Yes, I am an agnostic (and an apathetic one, too, when I can be); but what that means is not only that I don't know whether there is a God or not - I don't think you do either, or can. This applies to strident atheists as much as devotees of a faith. Nobody has sufficient information to make a determination, nor is it likely they ever will.
So what triggered me off here? It is the present "hearings" of the Board of Education in Kansas against teaching only evolutionary biology in science classes. This is the latest in a long line of religion-based attacks on teaching this. Why are people so opposed to it? It is not, I think, because there really is a conflict between religion and science (there is between science that masquerades as a religion, and religion that masquerades as science, of course), but because, in short, people cannot deal with knowledge.
To be more exact, people cannot deal with new knowledge that deviates from what they learned as a child. And only most people. So if they can't handle the truth, as Nicholson might roar, what is it they would rather have? Comfortable belief, of their own devising, that's what. It is easier to believe in a shared authority or dogma than to accommodate the novel, the "shock of the new" as it has been put.
And this is symptomatic of a much broader problem. Objections to science have been around for a long time. Various people, from Wagner to Shelley to Jeremy Rivkin hate science because they are afraid of it, and because it makes them challenge their comfortable illusions. The results of retreating from science are rarely good, even if the results of science itself are sometimes not good either. We want guarantees, even if there are none on offer.
So, I mused, as I sat on the ferry this morning, what does this bode for us? The answer I fear is that human society will not long accept what some falsely call "modernity" but which I happily call knowledge. In a mob-mentality society in which the dominant cultural hegemony - religion - controls what can be said or taught, science withers. We can't handle the truth.

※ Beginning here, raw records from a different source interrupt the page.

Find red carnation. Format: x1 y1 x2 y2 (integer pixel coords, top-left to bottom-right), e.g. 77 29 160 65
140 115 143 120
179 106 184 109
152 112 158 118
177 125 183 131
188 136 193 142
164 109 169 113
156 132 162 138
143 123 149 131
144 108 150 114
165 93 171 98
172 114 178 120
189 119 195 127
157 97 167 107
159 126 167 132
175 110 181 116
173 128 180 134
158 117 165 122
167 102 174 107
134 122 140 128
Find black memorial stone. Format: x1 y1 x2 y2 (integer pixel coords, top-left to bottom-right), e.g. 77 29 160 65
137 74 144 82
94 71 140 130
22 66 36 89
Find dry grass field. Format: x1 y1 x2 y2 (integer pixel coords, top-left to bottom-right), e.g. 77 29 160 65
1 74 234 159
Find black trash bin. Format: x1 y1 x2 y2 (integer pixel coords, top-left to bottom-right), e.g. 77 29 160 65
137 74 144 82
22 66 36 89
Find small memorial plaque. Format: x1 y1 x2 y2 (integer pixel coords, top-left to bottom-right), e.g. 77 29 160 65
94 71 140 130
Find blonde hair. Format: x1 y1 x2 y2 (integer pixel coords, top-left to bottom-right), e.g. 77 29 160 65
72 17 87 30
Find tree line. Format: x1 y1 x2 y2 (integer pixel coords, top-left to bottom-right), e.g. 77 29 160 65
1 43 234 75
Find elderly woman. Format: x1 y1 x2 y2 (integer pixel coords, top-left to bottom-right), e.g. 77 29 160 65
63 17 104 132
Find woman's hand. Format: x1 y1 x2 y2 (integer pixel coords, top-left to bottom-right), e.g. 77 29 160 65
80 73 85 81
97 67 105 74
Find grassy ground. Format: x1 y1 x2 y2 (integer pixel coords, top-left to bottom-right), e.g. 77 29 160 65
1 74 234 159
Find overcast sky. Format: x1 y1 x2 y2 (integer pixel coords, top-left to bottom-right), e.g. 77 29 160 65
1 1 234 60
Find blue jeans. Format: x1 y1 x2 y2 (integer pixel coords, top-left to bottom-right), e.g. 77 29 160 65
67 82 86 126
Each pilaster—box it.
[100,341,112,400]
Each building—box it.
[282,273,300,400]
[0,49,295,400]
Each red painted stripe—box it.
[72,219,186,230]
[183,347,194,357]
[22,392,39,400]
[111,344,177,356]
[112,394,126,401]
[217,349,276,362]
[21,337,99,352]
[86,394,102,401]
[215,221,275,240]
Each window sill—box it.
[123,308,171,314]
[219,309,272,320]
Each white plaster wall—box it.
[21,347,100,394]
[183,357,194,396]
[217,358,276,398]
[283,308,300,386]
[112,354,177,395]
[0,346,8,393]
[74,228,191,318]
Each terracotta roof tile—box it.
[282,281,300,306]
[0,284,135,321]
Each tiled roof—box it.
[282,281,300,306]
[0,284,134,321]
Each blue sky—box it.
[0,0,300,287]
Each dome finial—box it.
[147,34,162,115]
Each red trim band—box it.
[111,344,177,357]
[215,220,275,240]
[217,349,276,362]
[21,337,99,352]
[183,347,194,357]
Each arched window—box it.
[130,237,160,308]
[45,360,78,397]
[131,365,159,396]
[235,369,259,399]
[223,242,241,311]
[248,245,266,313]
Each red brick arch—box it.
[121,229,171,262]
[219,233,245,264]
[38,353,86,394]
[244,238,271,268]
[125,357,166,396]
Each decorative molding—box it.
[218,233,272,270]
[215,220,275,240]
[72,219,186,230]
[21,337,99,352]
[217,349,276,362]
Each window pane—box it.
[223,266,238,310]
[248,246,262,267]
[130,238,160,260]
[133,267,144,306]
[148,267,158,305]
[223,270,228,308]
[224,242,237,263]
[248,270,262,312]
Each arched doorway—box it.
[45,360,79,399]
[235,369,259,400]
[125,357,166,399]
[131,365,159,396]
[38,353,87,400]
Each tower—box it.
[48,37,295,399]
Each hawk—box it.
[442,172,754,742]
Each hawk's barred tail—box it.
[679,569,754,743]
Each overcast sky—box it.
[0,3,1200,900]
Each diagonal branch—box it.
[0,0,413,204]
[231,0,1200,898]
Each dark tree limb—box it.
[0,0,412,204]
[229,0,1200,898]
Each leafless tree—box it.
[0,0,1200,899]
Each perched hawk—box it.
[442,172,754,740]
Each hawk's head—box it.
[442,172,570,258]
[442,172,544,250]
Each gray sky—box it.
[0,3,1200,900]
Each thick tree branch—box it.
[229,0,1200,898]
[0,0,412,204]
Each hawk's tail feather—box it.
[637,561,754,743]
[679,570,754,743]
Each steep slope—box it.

It is religion that manifests the tribalism of human behavior most clearly. Sports does it too, as do political affiliations, accent, vocabulary, clothing and so on, but religion is a fundamental expression of the "My mob is better than your mob" inherent tendency that all humans share.
And this is why religion needs to be restricted and constrained in a free and fair society. Not only because if one gets the upper hand all the others will suffer, though that is true too. Not only because free thinking and science will fail and die. But because in order for us to be civilised at all, we need to overcome our basic biology, to tame ourselves. What we see in Iraq, with the Taliban, with the Christian Right in the USA, with the rise of pious fraud in Australian politics, the intransigency of the past and present Papacy to deal with HIV and the other modes of expression of liberal Catholicism - it all has literally nothing to do with truth and everything to do with tribalism.
To my enlightened believing friends - I assert your right to believe anything you like, and I respect you for it. But let's face it - religion is more often than not, a malign influence on civil society. To my atheist friends - lighten up. Building a new tribalism isn't a solution either.
But I am not so naive as to ask, "Why can't we all just get along?" We can't - and the role of the pluralist democratic and free society is to make it possible for us to not get along in peace. What a pity, then, that so much of what is going on today is the exact inverse of that function.